Bonespiration: A disturbing new social media trend that has psychologists concerned
“Thinspiration” and other pro-anorexia hashtags may have been banned from Instagram a few years ago, but it has been replaced by another, more disturbing version celebrating extreme thinness: bonespiration.
According to research from the University of Exeter, skeletal images of bodies with extremely thin limbs and protruding hips and collarbones are being regularly shared on social media.
The purpose of #bonespiration? To boast about a skeletal appearance and inspire others to achieve the same emaciated look.
According to the University of Exeter’s Medical School, the posts mostly come from women.
Analysing 730 images on social media, the researchers found “26% of images showed hip bones, 23% showed jutting ribs and 22% showed protruding collarbones”.
There were also 6% showing protruding spines.
Psychologists fear that easily accessible social media is replacing pro-anorexia websites, and hashtags like “fitspiration” – supposedly the goal for healthy bodies – occasionally feature skeletal images.
“Some platforms for posting such images are hidden within mainstream sites,” the researchers say.
Examples include Twitter accounts such as “thinspiration”, which posts photos of skinny celebrities and young people with pencil-thin legs and protruding ribs, collarbones and spines.
The researchers say the sites are increasing pressure on teenage girls to aspire to extremely thin bodies while “contributing to a distorted view of their own body”.
Catherine Talbot, a psychologist and lead author of the paper, described the trend as a form of “social contagion”.
“Anorexia and extreme weight loss is a serious social and medical problem,” she said.

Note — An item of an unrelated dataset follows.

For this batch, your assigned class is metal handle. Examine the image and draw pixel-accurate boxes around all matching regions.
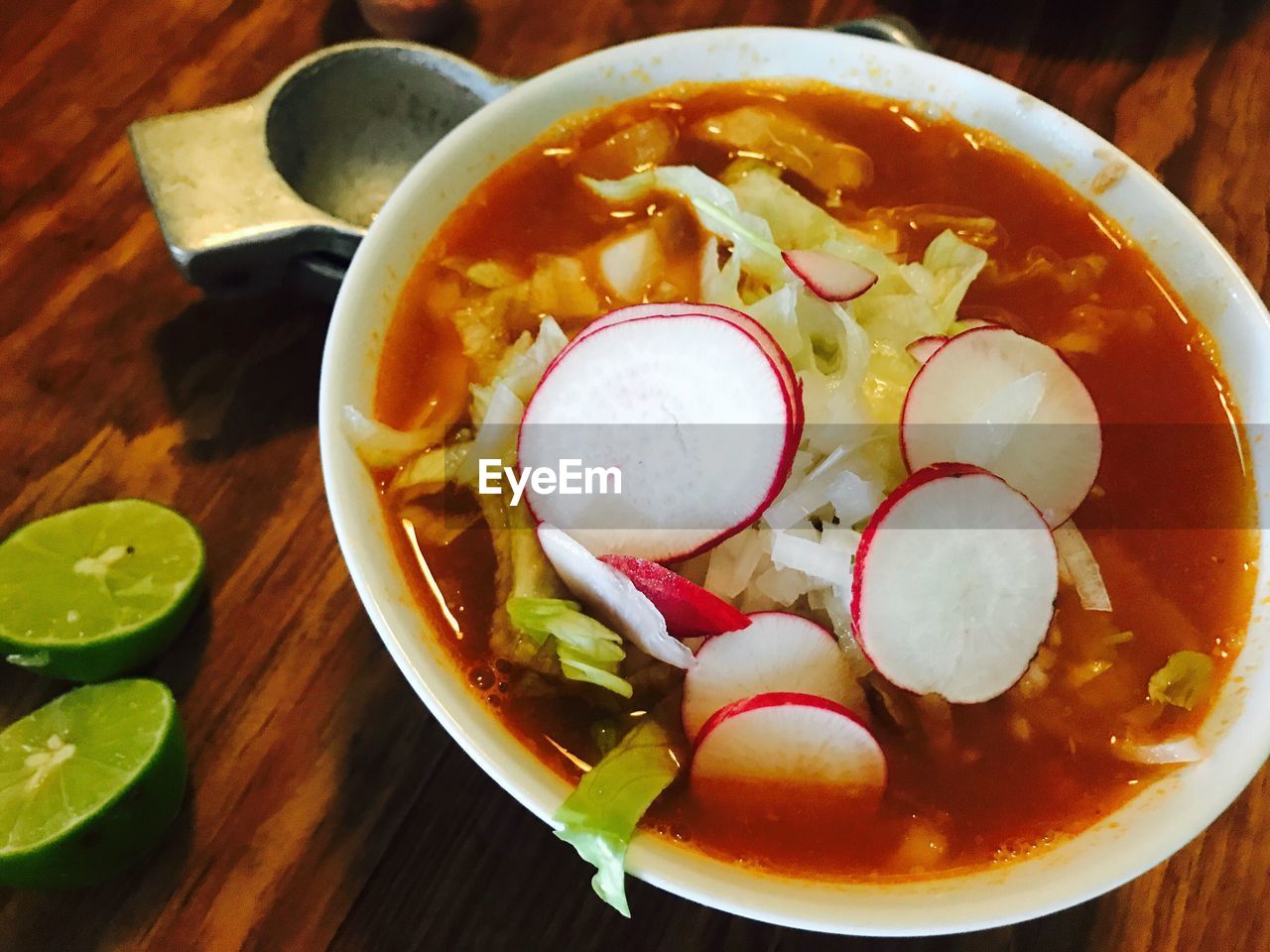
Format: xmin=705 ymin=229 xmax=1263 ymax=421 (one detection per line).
xmin=828 ymin=14 xmax=931 ymax=54
xmin=128 ymin=17 xmax=930 ymax=296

“To tackle this social contagion we need to be aware of the social media platforms being used by young people – mainly girls and young women – which is encouraging extreme weight loss.
“This behaviour could seriously damage their psychological and physical health.
“Teenagers need to be taught about positive body image in schools and we need to build resilience.”
The researchers say social media sites like Twitter and Instagram raise questions about whether tougher regulation is required – but they fear that efforts to ban these types of images would only lead to different hashtags appearing within days.
A spokesman for Instagram said in a statement: “Keeping Instagram a safe and supportive place is our number one priority.
“We have zero tolerance for content that encourages others to harm themselves and quickly remove any content which breaks our community guidelines.
“We recognise that eating disorders are a complex issue and in partnership with our experts and through our in-app tools we strive to go beyond simply removing content.
“Related hashtags can often include posts condemning self-injury and in many cases can help us to identify and support those at risk.”
Instagram has been working with the National Eating Disorders Association to produce in-app content and advice on its Help Centre.
Twitter declined to comment on the research but the company has also been working to tackle sensitive as well as abusive content.
The microblogging site is working on a “safe search” feature which removes tweets that potentially feature sensitive content from blocked and muted accounts from search results.
The research is published in the Journal of Eating Disorders.